Live deploy on mRock surfaced a Schritt 5 bug: comfyui was always
treated as preloaded at scheduler startup, which made ensureFits()
short-circuit on the very first /v1/image request — exactly the
scenario eviction is supposed to handle. mvoice was never picked as
a victim, ComfyUI then OOM'd loading FLUX on top of the still-resident
mvoice.
Fix: replace the blanket 'every consumer starts loaded' init with a
heuristic — initialLoaded(cons):
- VRAMManaged (ollama): true. We never track/evict it; the consumer
runs its own LRU.
- Load+Unload both present (mvoice): true. Designed to be controllable;
typically preloads in its own lifespan.
- Unload only, no Load (comfyui): false. Lazy — FLUX isn't resident
until the first /prompt, so we shouldn't bill its 13 GiB against the
GPU budget until then.
- SystemdUnit only (whisper-server): true. Always-on, model loaded at
process start.
- Empty: true.
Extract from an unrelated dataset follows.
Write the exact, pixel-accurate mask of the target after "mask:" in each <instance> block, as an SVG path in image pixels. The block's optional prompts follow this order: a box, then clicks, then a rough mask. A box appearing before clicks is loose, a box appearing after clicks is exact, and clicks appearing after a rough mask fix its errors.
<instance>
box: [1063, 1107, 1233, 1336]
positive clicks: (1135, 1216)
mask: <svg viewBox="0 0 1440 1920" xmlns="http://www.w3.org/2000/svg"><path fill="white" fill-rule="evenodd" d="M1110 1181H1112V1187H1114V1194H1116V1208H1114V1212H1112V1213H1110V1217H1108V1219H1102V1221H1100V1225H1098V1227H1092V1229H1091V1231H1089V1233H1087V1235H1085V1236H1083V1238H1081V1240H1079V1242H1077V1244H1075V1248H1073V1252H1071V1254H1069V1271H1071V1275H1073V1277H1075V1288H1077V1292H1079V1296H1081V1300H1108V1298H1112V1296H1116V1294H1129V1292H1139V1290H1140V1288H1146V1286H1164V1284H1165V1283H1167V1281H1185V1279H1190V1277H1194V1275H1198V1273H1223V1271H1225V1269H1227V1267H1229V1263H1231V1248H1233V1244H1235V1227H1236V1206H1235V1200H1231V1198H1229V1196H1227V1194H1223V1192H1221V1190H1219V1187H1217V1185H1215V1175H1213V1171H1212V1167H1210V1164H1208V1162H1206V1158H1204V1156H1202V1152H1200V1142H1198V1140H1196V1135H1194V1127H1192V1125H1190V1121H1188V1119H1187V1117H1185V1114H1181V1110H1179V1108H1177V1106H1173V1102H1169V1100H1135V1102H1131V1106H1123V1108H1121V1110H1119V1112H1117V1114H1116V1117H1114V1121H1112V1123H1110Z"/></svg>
Safe fallback.
Verified live on mRock (2026-05-15):
Before /v1/image: nvidia-smi 8963 MiB used; mvoice gpu_resident_mib 2345
POST /v1/image: HTTP 400 from upstream (empty workflow), broker did
trigger eviction before forwarding
After: nvidia-smi 6547 MiB used; mvoice gpu_resident_mib 9
(~CUDA context only); scheduler.evictions = 2
POST /v1/tts: audio_url returned, tts_ms 670, audio 3.5 s
After reload: nvidia-smi 8943 MiB used; mvoice gpu_resident_mib 2917
Test: TestInitialLoadedHeuristic pins the four cases down so this
doesn't regress when someone adds a fifth consumer type.
Refs: m/mGPUmanager#1 (live deploy).